Yes, those are bowl blanks "aka too good for firewood". I ran out of time and energy last night. I will at least paint the ends today-I cut a couple of cherry blanks months ago and they are drying ok with just a couple coats of paint. I need to seal the ends on some of the boards too. I cut out some of the rotted areas as there was evidence of insects. It's only on one side of those boards so tonight I plan to rip those short pieces down and paint it all up. 

Yep those sawhorses are my version of your design. I have the Aluminum plates dadoed in there but I haven't drilled the holes or made the chocks yet...

The ripsaw worked really well overall. I have a little trouble where the grain changes at knots (I get a little wave). I tried slowing the rate of the cut down (not rpms) but I still get it. And the oil tube on the 036 (which I replaced) leaks a little bit (drips on the ground as I go). Other than that the thing runs like a champ.

Backwoods- I have plans to expand the back of the garage w/ a shed that should allow me to make a lot more space in the garage itself. I need to find some logs to mill for that. That might be a fun timber frame starter project...

Andy


----------



## woodshop (Nov 24, 2008)

AndyR said:


> ...The ripsaw worked really well overall. I have a little trouble where the grain changes at knots (I get a little wave). I tried slowing the rate of the cut down (not rpms) but I still get it. And the oil tube on the 036 (which I replaced) leaks a little bit (drips on the ground as I go)...



I don't think it's your oil tube leaking, it's normal for a Ripsaw to drip oil like that going down the log. What happens is even if you set the saw for minimum oil flow, it's still constantly pouring oil from the saw oil exit port through a tube in that aluminum casting that mates the saw to the Ripsaw and right out onto that pinion gear that turns that large gear that is mounted to the blade wheel. It is constantly being lubed with that oil, and after only a few passes down the log there is enough inside that Ripsaw bathing the gears that the excess runs out and drips onto the ground as you go down the log. Actually seems like overkill to me on Ripsaws part keeping those gears in there lubed, but I guess in lieu of turning off the oil flow and only turning it on every other log or so (how would you do that?), that is the solution they came up with, that is keep that pinion bathed in chain oil and the excess just drips out. 

I havn't tried it, but I would be willing to bet that if you let the oil in your saw run out, and instead just greased that pinion and other large gear in there well every once in a while, it would be fine. I can't see those gears running dry for many a log. You have to open that thing up to change blades anyway every 3-500 bd ft.

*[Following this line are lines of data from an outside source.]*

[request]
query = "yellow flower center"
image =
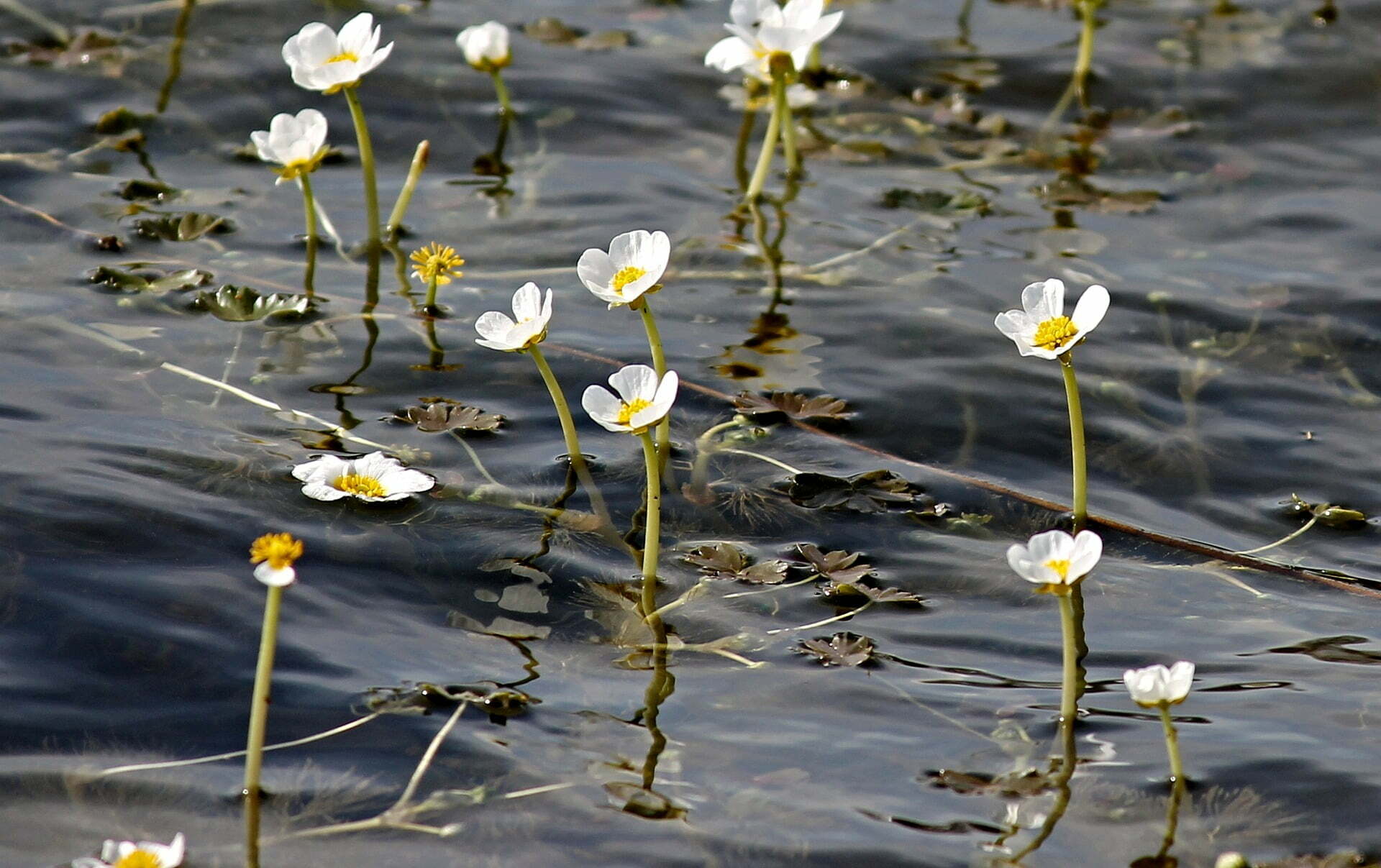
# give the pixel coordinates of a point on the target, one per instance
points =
(279, 551)
(627, 275)
(141, 859)
(1061, 569)
(437, 262)
(629, 410)
(1054, 332)
(363, 486)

As far as not keeping flat at knots... that's a matter of a sharp blade, and keeping the tension high enough. I find that as the blade starts to dull, I do give it a little more tension which helps keep that problem at bay for a while. Some logs though, depending on the kind of wood, are tough to mill flat even under the best conditions when it comes to large knots and rouge grain.


----------



## AndyR (Nov 25, 2008)

woodshop said:


> I don't think it's your oil tube leaking, it's normal for a Ripsaw to drip oil like that going down the log.
> 
> As far as not keeping flat at knots... that's a matter of a sharp blade, and keeping the tension high enough. I find that as the blade starts to dull, I do give it a little more tension which helps keep that problem at bay for a while. Some logs though, depending on the kind of wood, are tough to mill flat even under the best conditions when it comes to large knots and rouge grain.



Ok, but I have been noticing oil inside the sprocket cover...a little. It also ends up pooling on top of the ripsaw's mounting block in some of the depressions up there. It hasn't really been a problem. I don't mind the dripping it usually drips into some sawdust thats going to get cleaned up anyway. Might be a reason to switch to Bailey's biodegradable oil.

On this walnut, I can tell a difference in the way it cuts after only one or two boards. I've only milled cherry and walnut with it, I wish I had it when I lived out west on the Olympic peninsula. It'd be cool to see how it does in softwood. There's a lot of white pine around here and that can make nice furniture wood-I'll have to keep on the lookout. I'll try giving the tension a little crank after a couple cuts and see if that helps the wave.

Thanks for your help again.
Andy


----------